Andy McCluskey (OMD) Talks Lily Allen’s Sheezus

Lily Allen writes tunes. The currency of popular music, regardless of style and genre, is tunes. Lily writes good tunes.

Lily Allen writes tunes. The currency of popular music, regardless of style and genre, is tunes. Lily writes good tunes.

Lily Allen has a distinctive voice. She does not have a broad range: no intimate melancholic whisper nor searing melodramatic anguish. Lily has a good voice.

Lily Allen writes lyrics. They are confessional, confrontational, and biographical. Lily writes good lyrics.

On her new album Sheezus she presents her usual fierce, observational words, adding a few odes of love to her husband and her joy at making love with him. She usually sings these words to a very strong tune. She has to — her voice has only one dimension. Her singing, however, works perfectly for the delivery of carefully constructed words applied to a great tune. I am delighted that she just keeps doing what she is best at.  Mariah and Whitney spawned thousands of wannabe divas who torture their vocal chords (and the listener’s ears) whether they have a tune to sing or not. I am much happier with a great tune sung by an artist who stays within the essential parameters demanded by the recording.  Thank you, Lily.

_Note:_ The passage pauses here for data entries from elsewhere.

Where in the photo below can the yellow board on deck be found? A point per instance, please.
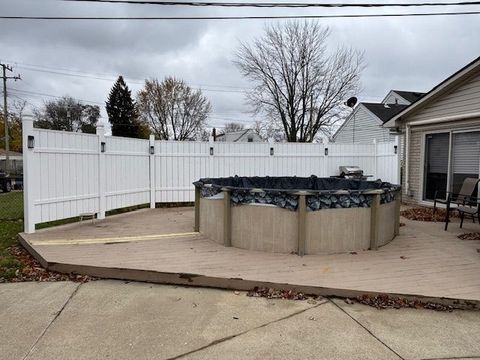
(111, 240)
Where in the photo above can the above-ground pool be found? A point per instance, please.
(296, 214)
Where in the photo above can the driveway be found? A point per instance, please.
(128, 320)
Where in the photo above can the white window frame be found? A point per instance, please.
(424, 134)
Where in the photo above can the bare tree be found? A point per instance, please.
(173, 110)
(298, 82)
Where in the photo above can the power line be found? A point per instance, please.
(4, 77)
(277, 4)
(250, 17)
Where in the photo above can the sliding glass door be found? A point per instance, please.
(450, 157)
(465, 158)
(436, 165)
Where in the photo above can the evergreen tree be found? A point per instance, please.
(121, 111)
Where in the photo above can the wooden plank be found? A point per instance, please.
(411, 264)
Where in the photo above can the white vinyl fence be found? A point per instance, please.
(67, 174)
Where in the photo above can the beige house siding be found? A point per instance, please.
(462, 100)
(416, 161)
(367, 128)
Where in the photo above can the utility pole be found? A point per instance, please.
(6, 67)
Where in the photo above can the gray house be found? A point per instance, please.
(365, 122)
(246, 135)
(442, 137)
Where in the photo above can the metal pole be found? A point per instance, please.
(5, 118)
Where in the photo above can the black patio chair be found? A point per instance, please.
(470, 210)
(460, 199)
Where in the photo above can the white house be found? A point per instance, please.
(245, 135)
(365, 122)
(16, 161)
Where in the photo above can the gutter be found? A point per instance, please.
(445, 119)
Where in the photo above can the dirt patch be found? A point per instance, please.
(426, 214)
(271, 293)
(469, 236)
(390, 302)
(30, 269)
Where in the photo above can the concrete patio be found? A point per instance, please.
(160, 246)
(128, 320)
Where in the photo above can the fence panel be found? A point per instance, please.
(126, 172)
(64, 175)
(67, 174)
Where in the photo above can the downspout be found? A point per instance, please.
(407, 158)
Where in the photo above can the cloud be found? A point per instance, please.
(401, 53)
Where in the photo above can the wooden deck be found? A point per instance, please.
(424, 261)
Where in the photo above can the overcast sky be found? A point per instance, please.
(401, 53)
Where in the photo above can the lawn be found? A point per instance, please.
(11, 205)
(11, 223)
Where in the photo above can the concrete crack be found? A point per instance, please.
(51, 322)
(367, 330)
(230, 337)
(454, 357)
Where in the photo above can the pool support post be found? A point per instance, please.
(302, 222)
(227, 218)
(398, 202)
(197, 209)
(375, 206)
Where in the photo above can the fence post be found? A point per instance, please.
(152, 171)
(211, 152)
(398, 204)
(28, 141)
(102, 203)
(197, 208)
(374, 218)
(398, 166)
(302, 218)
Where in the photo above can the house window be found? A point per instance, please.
(436, 165)
(465, 158)
(450, 157)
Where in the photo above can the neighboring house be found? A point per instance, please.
(400, 97)
(16, 161)
(442, 137)
(246, 135)
(365, 122)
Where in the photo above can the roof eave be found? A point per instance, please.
(438, 89)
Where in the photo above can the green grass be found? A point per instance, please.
(11, 205)
(8, 237)
(11, 223)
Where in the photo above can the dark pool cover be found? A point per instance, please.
(323, 193)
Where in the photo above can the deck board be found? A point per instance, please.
(437, 264)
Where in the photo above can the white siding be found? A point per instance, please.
(69, 174)
(464, 99)
(367, 128)
(394, 98)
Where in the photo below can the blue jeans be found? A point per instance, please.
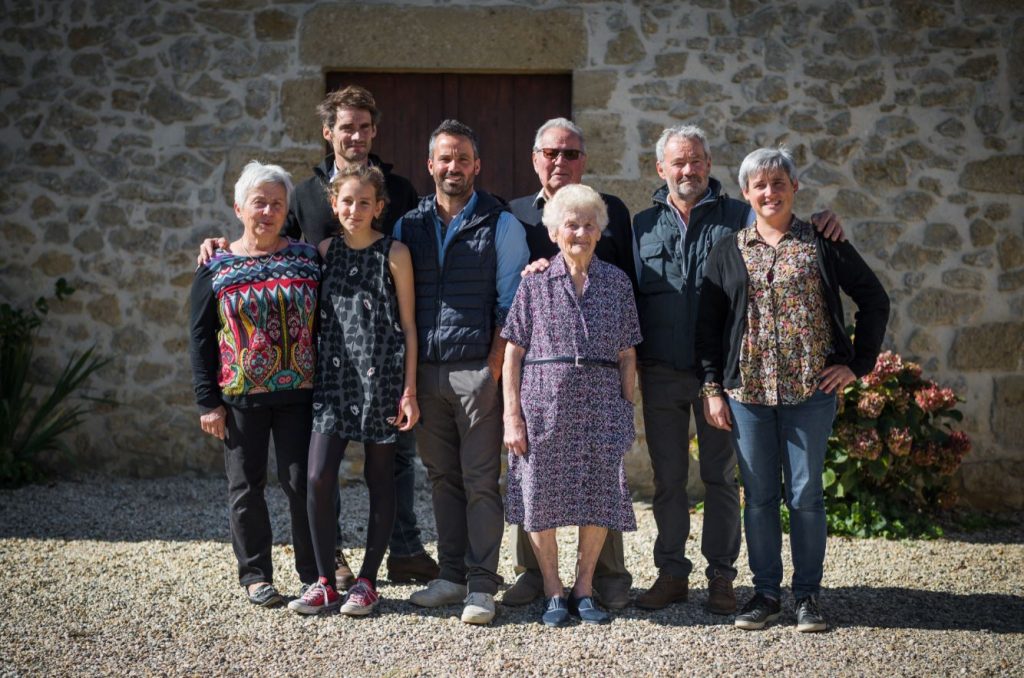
(784, 441)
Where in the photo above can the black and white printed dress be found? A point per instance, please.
(361, 348)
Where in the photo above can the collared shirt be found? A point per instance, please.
(788, 335)
(681, 222)
(510, 245)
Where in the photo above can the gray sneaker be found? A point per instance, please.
(479, 608)
(439, 592)
(809, 618)
(757, 612)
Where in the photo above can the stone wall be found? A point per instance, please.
(123, 125)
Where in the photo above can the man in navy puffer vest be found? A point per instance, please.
(467, 254)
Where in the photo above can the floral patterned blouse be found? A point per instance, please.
(788, 336)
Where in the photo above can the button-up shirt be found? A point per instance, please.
(788, 335)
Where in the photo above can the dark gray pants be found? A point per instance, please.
(460, 438)
(669, 397)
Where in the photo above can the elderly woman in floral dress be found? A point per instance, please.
(568, 379)
(773, 352)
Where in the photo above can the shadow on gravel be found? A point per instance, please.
(908, 608)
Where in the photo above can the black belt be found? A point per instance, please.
(577, 361)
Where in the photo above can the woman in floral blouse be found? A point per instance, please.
(774, 354)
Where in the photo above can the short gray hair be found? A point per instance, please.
(767, 160)
(574, 198)
(256, 174)
(559, 123)
(685, 131)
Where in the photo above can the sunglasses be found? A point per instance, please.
(567, 154)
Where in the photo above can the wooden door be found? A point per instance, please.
(504, 111)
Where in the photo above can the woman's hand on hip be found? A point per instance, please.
(214, 422)
(409, 413)
(835, 378)
(717, 413)
(515, 434)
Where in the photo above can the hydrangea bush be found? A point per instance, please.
(893, 453)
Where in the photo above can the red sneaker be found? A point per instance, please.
(318, 597)
(361, 599)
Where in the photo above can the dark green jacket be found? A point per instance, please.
(670, 269)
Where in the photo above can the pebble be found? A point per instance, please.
(137, 578)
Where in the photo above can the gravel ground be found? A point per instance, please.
(137, 578)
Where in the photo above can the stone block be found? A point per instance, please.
(911, 257)
(274, 25)
(672, 64)
(772, 89)
(944, 236)
(990, 346)
(593, 89)
(298, 109)
(995, 174)
(933, 306)
(168, 107)
(876, 237)
(851, 204)
(1008, 410)
(105, 309)
(881, 173)
(912, 205)
(503, 38)
(604, 140)
(1010, 252)
(856, 43)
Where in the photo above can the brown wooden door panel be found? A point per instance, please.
(504, 110)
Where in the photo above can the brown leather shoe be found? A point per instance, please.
(342, 573)
(612, 592)
(420, 567)
(721, 597)
(527, 587)
(666, 590)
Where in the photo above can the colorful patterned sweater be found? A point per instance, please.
(253, 334)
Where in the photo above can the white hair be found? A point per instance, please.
(574, 198)
(767, 160)
(685, 131)
(256, 174)
(559, 123)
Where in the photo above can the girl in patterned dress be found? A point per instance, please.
(365, 387)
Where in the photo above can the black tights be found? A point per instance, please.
(325, 459)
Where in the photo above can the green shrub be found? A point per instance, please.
(30, 426)
(892, 454)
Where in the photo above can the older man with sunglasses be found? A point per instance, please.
(560, 160)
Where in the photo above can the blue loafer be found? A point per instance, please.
(555, 611)
(587, 611)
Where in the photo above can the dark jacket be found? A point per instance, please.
(722, 323)
(310, 216)
(615, 246)
(455, 303)
(672, 270)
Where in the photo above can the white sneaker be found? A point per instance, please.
(479, 608)
(439, 592)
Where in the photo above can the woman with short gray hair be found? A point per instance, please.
(774, 353)
(568, 379)
(253, 356)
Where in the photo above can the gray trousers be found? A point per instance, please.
(669, 397)
(460, 438)
(610, 562)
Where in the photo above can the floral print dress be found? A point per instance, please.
(579, 426)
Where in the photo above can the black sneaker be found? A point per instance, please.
(758, 611)
(809, 618)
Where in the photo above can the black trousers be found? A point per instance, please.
(246, 452)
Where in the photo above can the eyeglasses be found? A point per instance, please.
(567, 154)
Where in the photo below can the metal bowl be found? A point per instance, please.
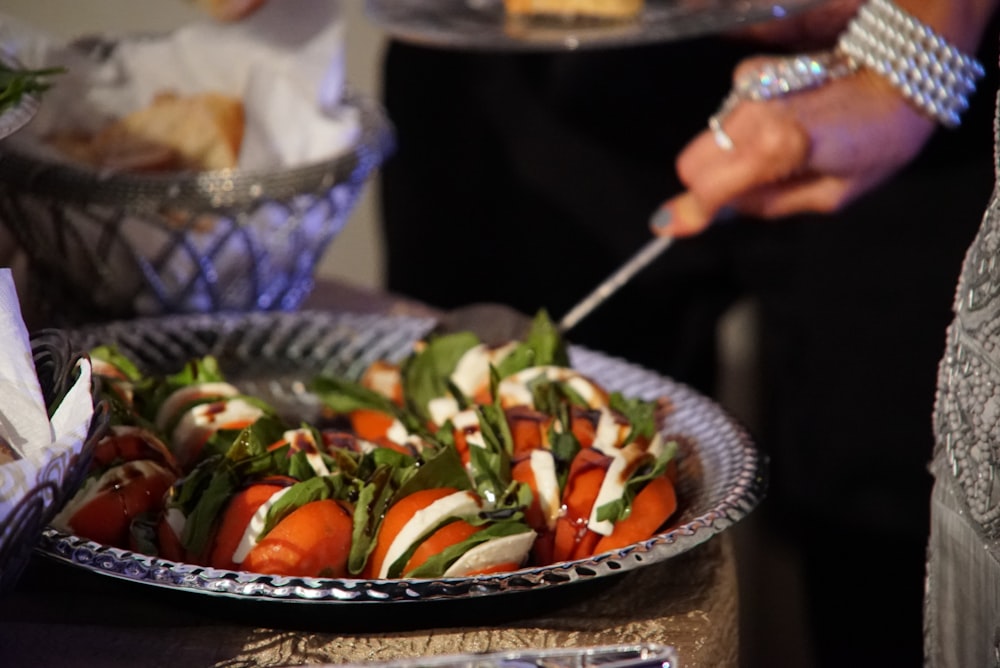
(56, 363)
(105, 246)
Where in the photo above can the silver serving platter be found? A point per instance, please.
(483, 24)
(272, 354)
(15, 117)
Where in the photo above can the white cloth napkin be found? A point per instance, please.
(285, 61)
(24, 421)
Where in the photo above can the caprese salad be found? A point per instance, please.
(463, 459)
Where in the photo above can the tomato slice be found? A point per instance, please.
(123, 492)
(314, 540)
(651, 508)
(396, 519)
(573, 540)
(235, 518)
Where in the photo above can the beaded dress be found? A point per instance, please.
(962, 601)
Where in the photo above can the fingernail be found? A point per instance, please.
(662, 218)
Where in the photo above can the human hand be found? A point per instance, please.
(813, 151)
(811, 29)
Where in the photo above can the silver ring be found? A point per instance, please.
(715, 121)
(776, 78)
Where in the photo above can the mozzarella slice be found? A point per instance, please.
(255, 526)
(203, 420)
(501, 550)
(442, 409)
(472, 372)
(543, 467)
(459, 503)
(182, 397)
(609, 433)
(613, 486)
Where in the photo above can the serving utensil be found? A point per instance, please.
(497, 323)
(645, 255)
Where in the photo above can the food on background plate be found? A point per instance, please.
(229, 10)
(196, 132)
(16, 82)
(570, 9)
(463, 459)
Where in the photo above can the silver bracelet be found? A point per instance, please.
(930, 72)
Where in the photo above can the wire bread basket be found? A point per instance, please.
(104, 246)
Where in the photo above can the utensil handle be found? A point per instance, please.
(649, 252)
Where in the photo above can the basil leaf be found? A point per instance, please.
(436, 566)
(426, 374)
(374, 497)
(641, 415)
(620, 508)
(16, 83)
(317, 488)
(542, 346)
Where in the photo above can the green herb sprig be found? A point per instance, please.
(16, 83)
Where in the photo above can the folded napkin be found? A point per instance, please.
(39, 448)
(285, 62)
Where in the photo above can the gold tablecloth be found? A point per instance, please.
(60, 615)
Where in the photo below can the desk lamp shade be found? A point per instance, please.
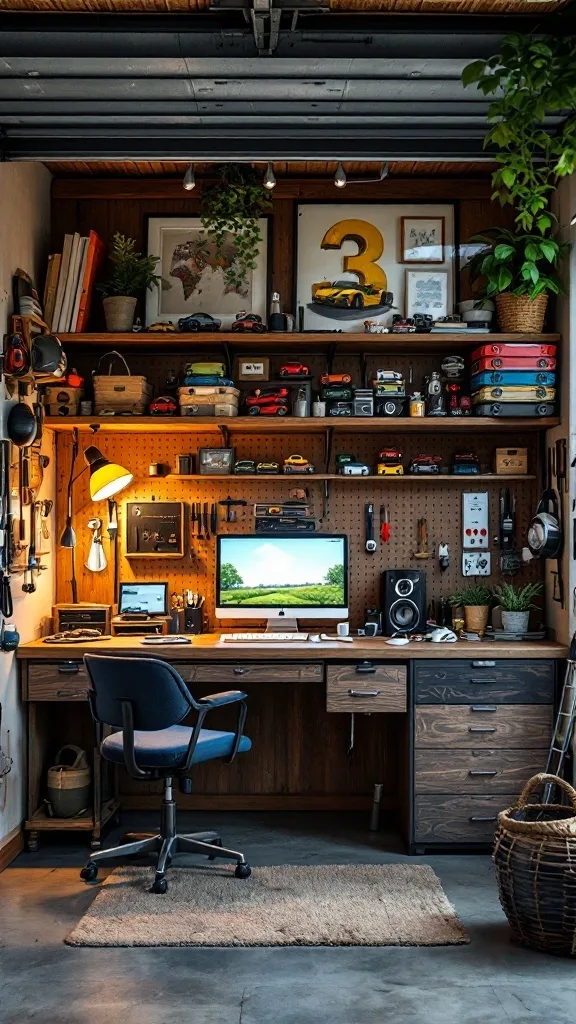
(107, 478)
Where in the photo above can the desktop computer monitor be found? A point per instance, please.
(282, 578)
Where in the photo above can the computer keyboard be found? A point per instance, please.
(262, 637)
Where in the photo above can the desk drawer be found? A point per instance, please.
(480, 771)
(366, 686)
(515, 681)
(526, 727)
(64, 680)
(458, 818)
(257, 672)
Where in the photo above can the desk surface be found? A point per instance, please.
(207, 647)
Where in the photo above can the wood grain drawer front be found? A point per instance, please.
(515, 681)
(366, 686)
(259, 672)
(523, 726)
(65, 680)
(458, 819)
(480, 771)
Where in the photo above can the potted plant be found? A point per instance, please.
(476, 601)
(516, 603)
(130, 274)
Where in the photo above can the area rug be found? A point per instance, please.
(327, 905)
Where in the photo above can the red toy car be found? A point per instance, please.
(294, 370)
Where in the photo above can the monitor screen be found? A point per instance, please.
(276, 572)
(140, 598)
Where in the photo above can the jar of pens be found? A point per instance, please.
(187, 612)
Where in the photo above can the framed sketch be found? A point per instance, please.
(426, 292)
(422, 240)
(193, 280)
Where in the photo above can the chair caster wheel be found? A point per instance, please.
(89, 873)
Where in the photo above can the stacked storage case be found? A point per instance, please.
(513, 380)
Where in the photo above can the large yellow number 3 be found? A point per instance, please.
(370, 247)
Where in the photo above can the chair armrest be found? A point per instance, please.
(218, 699)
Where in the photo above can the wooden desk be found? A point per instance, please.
(451, 730)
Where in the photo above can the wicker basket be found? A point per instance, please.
(535, 860)
(520, 313)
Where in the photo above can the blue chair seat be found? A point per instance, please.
(167, 748)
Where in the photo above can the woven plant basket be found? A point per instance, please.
(519, 313)
(535, 861)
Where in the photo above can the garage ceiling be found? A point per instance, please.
(243, 80)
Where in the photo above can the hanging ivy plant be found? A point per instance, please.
(234, 205)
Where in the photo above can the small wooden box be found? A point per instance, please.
(511, 462)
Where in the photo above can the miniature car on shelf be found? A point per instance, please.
(250, 323)
(163, 406)
(297, 464)
(245, 466)
(294, 370)
(350, 295)
(199, 322)
(335, 379)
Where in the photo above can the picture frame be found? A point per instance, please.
(190, 285)
(426, 292)
(252, 370)
(422, 240)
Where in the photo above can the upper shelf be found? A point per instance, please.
(322, 341)
(295, 425)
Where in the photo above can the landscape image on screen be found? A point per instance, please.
(284, 571)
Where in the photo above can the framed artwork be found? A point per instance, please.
(426, 292)
(193, 280)
(422, 240)
(347, 266)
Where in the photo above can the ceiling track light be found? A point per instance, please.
(189, 181)
(270, 178)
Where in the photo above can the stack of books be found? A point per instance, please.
(70, 283)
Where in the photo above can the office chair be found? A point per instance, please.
(147, 699)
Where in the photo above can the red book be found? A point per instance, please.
(93, 261)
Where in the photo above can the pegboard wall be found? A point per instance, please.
(407, 500)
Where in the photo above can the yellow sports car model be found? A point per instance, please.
(348, 295)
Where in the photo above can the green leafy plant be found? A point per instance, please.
(131, 272)
(534, 77)
(477, 595)
(234, 205)
(512, 598)
(523, 264)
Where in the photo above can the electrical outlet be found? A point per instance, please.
(476, 563)
(475, 519)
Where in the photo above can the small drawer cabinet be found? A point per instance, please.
(481, 729)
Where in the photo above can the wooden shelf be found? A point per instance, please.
(295, 425)
(305, 342)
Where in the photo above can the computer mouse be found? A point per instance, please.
(443, 635)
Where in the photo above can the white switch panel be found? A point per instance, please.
(476, 563)
(475, 519)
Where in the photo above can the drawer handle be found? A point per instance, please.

I will forgive her for the heavy use of Auto-Tune on “Hard Out Here” and “Close Your Eyes,” as I assume that it is intended to heighten the pastiche. However, I struggle with some of the clichéd American r&b-style sexual euphemisms in the latter song. I am sure that Lily knows why she chose these words, but I fail to ascertain upon which side of irony and sincerity they are intended to fall. Perhaps both. Perhaps Lily is attempting to reclaim pornography for women. Perhaps I’m just of a generation uncomfortable with explicitly sexual lyrics. One thing is certain: she likes having sex with her husband. Oh, and she writes great tunes.

She tweets a lot. Recently, she attempted to deflect criticism of some singles from Sheezus for being “lightweight” by blaming her record label for choosing them. I didn’t know that pop stars could still get away with that one! Nice try, Lily. Artists are not the most objective critics of their own music, especially when they have just delivered an album. I wonder if she is happy with “Hard Out There” for its determined look at female exploitation in pop, and perhaps less comfortable with “Air Balloon” and “Our Time.” She may come to realise that, for all its worthy lyrics, “Hard Out There” is not one of her truly great tunes, whereas “Air Balloon” is one of her finest, and “Our Time” is completely majestic, possessing one of the best choruses I have heard in years. The delivery of her voice at its standard constant intensity against the increasingly lush, swimming keyboards throughout the song’s finale creates a searing tension. It paralyses me with its fragile beauty. A truly gorgeous hairs-on-the-back-of-neck sensation! Thank you, Lily.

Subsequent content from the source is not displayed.